Redundant Observation: We have also included a sequential generic version of LSSP, its implementation is in file lssp-seq.fut. You may enable it from any instances, for example by uncommenting in file lssp-same.fut the line lssp_seq pred1 pred2 xs (and commenting the other one). However, if you do that, then compile with the c backend (cuda will take forever because you are running a sequential program).

Task 3: CUDA exercise, see lab 1 slides: Lab1-CudaIntro (3pts)

Write a CUDA program with two functions that both map the function \ x → (x/(x-2.3))^3 to the array [1,…​,753411], i.e., of size 753411. Use single precision float. The first function should implement a serial map performed on the CPU; the second function should implement a parallel map in CUDA performed on the GPU. Check that the element-wise result on CPU is equal to the one computed on the GPU (modulo an epsilon error, e.g., fabs(cpu_res[i] - gpu-res[i]) < 0.0001 for all i), and print a VALID or INVALID message. Also make your program print:

  • the runtimes of your CUDA vs CPU-sequential implementation (for CUDA please exclude the time for CPU-to-GPU transfer and GPU memory allocation),

  • the acceleration speedup,

  • the memory throughput (in GigaBytes/sec) of your CUDA implementation.

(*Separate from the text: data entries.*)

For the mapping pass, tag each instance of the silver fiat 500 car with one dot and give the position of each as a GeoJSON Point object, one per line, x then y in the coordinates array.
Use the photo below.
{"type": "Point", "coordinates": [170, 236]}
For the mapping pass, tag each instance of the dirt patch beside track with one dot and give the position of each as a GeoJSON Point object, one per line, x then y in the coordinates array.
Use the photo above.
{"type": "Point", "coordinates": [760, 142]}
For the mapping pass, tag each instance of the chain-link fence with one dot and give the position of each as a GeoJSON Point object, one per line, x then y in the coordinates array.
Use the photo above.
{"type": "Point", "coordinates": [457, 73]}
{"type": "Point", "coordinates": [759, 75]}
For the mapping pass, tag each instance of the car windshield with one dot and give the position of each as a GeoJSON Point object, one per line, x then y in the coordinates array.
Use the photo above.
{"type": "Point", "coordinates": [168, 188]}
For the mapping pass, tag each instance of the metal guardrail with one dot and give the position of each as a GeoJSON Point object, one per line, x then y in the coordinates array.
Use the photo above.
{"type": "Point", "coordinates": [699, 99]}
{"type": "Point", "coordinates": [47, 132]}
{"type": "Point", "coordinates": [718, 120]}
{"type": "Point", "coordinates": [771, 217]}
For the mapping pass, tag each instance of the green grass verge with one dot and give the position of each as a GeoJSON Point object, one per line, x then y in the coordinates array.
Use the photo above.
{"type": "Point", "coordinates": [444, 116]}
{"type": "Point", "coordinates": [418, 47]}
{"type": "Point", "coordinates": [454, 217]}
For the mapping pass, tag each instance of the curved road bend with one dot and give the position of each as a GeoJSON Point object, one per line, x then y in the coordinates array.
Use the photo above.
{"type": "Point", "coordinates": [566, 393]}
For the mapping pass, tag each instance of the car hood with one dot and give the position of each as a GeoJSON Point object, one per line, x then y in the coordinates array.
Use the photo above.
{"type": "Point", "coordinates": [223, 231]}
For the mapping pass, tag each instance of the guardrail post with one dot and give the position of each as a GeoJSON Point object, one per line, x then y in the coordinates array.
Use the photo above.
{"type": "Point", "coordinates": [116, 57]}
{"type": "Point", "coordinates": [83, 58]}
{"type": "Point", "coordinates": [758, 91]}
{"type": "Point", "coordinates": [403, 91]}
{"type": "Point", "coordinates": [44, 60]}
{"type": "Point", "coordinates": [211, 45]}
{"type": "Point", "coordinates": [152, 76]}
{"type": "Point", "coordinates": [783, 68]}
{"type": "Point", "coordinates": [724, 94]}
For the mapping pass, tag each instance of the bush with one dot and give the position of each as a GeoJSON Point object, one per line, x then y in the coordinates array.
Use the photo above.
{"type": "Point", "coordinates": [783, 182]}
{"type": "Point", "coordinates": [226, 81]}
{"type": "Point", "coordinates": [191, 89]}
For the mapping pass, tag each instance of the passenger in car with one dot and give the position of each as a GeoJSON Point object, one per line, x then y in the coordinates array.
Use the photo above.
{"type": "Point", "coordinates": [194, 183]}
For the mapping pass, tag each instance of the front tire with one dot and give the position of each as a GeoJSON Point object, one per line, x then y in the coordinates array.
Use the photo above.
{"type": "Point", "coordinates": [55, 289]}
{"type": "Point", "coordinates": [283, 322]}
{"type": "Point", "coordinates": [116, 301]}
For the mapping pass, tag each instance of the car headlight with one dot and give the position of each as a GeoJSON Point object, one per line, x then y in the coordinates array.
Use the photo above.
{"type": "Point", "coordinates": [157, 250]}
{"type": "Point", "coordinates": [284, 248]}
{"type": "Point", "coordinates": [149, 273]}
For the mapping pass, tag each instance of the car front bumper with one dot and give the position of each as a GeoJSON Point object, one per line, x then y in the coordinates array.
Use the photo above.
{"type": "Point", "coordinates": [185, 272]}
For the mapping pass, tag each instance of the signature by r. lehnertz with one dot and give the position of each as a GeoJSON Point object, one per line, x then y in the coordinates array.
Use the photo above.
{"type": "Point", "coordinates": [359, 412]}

Then increase the size of the array to determine what is roughly the maximal memory throughput.

  • When you measure the GPU time:

    • Call the CUDA kernel (repeatedly) inside a loop of some non-trivial count, say 300.

    • After the loop, please place a cudaDeviceSynchronize(); statement.

    • Measure the time before entering the loop and after the cudaDeviceSynchronize(); --- the latter ensures that all Cuda kernels have actually finished execution --- than report the average kernel time, i.e., divide by the loop count.

Please submit:

  • your program named wa1-task3.cu together with a Makefile for it.

  • your report, which should contain:

    • whether it validates (and what epsilon have you used for validating the CPU to GPU results)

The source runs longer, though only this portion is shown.